Member of the Connecticut House of Representatives from the 149th district
- Incumbent
- Assumed office January 8, 2025
- Preceded by: Rachel Khanna

Personal details
- Born: Katherine Ann Courpas July 4, 1966 (age 60) Baltimore, Maryland, U.S.
- Party: Republican
- Spouse: Kamil Marc Salame ​ ​(m. 1999, divorced)​
- Education: Princeton University (AB) Columbia University (JD)

= Tina Courpas =

American politician (born 1966)

Katherine Ann "Tina" Courpas (/fr/, approximately koor-PAH; born July 4, 1966) is an American attorney and politician who currently serves as a member of the Connecticut House of Representatives for the 149th district, encompassing parts of Greenwich and Stamford, for the Republican Party. On November 6, 2024, Courpas defeated Democratic incumbent Rachel Khanna, also of Greenwich.

== Early life and education ==
Courpas was born July 4, 1966 in Baltimore, Maryland to Anthony Stamatios Courpas and Corinne Z. Courpas (née Zoides), Greek physicians who immigrated to the U.S. in 1959. She has an older sister.

She graduated magna cum laude from Princeton University in 1988. Courpas received a Juris Doctor degree from Columbia University in 1994, where she was a Harlan Fiske Stone Scholar.

== Career ==
Before entering politics, Courpas worked on Wall Street for over 20 years. She began her career at Goldman, Sachs & Co. She later practiced law at Kirkland & Ellis before returning to investment banking where she raised capital for private equity funds, including at Credit Suisse Private Fund Group. From Wall Street, Courpas went on to become the executive director of two non-profits.

In 2018, Courpas became the executive director of the Permanent Commission on the Status of Women in Connecticut, a bipartisan political non-profit. During her time as executive director, she helped advocate for legislation protecting Connecticut girls and women. In 2022, Courpas was chosen to be the executive director of The Hellenic Initiative, an apolitical, philanthropic organization which unites the global Greek Diaspora in support of Greece.

== Politics ==
In February 2024, Courpas filed for candidacy.
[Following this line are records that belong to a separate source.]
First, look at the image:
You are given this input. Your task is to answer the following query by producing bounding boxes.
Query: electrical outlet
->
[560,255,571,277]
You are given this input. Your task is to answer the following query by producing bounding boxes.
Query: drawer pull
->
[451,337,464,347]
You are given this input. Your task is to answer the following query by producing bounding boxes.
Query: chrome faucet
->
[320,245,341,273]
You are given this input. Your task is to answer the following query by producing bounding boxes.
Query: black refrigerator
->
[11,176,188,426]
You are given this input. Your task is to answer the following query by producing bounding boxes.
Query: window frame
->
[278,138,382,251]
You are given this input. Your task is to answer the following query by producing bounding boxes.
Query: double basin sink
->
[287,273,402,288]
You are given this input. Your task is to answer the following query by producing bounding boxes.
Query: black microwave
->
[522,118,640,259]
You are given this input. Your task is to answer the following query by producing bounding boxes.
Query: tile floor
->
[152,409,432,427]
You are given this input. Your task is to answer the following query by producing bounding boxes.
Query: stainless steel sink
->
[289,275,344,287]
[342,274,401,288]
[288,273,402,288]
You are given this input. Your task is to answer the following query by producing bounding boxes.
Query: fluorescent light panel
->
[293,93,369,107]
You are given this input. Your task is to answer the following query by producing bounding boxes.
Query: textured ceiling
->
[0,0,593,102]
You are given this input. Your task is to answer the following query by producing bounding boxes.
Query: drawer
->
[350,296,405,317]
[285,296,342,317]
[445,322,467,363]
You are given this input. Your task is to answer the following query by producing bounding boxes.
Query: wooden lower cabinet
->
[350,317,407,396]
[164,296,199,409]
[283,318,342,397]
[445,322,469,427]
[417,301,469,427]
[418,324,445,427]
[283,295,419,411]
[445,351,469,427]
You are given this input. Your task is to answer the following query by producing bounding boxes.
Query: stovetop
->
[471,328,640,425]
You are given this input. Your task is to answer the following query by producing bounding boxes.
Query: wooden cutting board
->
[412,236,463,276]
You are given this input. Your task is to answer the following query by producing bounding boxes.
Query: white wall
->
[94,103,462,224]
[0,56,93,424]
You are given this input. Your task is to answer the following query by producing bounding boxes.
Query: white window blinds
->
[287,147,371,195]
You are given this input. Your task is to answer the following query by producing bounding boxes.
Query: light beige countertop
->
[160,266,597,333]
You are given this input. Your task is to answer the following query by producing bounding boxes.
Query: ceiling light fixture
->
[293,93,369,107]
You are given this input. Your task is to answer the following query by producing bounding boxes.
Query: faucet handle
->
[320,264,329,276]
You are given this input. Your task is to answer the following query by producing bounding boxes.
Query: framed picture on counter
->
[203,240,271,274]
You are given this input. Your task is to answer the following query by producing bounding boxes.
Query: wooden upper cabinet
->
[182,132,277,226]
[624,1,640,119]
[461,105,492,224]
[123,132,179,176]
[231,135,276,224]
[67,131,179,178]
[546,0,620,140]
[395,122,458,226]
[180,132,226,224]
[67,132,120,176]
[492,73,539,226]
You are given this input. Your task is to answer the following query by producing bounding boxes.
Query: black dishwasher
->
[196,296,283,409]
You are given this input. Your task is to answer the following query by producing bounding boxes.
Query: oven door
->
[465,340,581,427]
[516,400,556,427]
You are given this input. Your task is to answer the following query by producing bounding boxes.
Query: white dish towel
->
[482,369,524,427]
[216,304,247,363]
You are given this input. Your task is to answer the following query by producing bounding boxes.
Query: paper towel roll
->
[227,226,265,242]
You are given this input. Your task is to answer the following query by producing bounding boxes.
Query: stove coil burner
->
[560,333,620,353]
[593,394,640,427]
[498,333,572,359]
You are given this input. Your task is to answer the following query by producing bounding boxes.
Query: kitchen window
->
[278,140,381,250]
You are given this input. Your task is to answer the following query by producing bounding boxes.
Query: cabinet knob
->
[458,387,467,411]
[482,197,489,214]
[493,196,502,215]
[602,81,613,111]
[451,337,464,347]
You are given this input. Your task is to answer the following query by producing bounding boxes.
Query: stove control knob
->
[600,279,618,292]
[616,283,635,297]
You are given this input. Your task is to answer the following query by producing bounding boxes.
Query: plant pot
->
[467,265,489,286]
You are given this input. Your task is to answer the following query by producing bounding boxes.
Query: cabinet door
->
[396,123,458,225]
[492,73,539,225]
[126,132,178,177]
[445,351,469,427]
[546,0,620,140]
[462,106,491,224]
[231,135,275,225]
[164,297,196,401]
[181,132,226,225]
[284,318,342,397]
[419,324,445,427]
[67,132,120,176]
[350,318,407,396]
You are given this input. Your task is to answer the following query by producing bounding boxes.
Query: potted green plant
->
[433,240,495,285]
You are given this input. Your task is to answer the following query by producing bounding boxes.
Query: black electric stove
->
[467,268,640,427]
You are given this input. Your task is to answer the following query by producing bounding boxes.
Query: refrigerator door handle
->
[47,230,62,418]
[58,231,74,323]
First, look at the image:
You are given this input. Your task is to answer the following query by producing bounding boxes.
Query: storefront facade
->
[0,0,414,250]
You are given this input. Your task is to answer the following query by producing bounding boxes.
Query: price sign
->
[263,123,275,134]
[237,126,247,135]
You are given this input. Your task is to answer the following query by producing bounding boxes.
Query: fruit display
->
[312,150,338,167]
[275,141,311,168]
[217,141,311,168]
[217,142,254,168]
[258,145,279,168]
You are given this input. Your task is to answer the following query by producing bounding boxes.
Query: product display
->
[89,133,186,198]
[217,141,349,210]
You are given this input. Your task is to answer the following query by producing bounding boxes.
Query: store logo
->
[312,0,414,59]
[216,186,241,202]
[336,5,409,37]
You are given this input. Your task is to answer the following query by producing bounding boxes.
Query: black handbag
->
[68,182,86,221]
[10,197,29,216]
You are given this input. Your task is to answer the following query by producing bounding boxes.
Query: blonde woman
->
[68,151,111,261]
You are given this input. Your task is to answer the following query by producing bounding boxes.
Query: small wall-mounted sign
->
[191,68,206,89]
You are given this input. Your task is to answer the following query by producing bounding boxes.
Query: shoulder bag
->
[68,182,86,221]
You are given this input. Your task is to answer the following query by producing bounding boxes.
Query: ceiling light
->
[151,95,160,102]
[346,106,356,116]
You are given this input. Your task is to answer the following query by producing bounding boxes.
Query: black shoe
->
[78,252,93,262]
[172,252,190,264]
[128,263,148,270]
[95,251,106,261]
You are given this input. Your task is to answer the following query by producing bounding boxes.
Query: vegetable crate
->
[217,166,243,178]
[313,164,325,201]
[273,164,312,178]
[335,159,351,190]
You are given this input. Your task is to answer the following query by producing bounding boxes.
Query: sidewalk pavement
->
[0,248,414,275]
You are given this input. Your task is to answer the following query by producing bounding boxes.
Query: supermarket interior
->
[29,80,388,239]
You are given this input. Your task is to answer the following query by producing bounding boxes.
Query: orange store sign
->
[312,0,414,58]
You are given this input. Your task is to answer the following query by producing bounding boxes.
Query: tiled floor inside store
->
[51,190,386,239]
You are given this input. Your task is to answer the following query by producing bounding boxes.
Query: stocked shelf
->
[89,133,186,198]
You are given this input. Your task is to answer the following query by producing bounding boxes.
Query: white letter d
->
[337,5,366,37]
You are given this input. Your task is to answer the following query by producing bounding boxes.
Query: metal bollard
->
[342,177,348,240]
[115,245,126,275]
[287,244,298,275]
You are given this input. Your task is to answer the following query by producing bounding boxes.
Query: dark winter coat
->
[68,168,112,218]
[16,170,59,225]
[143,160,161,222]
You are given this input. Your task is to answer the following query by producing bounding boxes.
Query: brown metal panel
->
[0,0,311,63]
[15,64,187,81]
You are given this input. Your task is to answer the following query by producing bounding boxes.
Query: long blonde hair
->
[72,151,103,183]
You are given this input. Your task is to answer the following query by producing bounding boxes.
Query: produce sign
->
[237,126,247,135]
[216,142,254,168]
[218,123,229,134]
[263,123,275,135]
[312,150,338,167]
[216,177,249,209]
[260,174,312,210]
Courpas was unanimously nominated by Republican delegates from Greenwich and Stamford on May 16, 2024, as the Republican candidate for the 149th District. In November 2024, Courpas defeated one term Democratic incumbent Rachel Khanna.

== Personal life ==
On September 25, 1999, Courpas married Kamil Marc Salame, then a vice president at Donaldson, Lufkin & Jenrette, of Danbury, Connecticut, whom she later divorced. They have four children.

Courpas resides in Greenwich, Connecticut.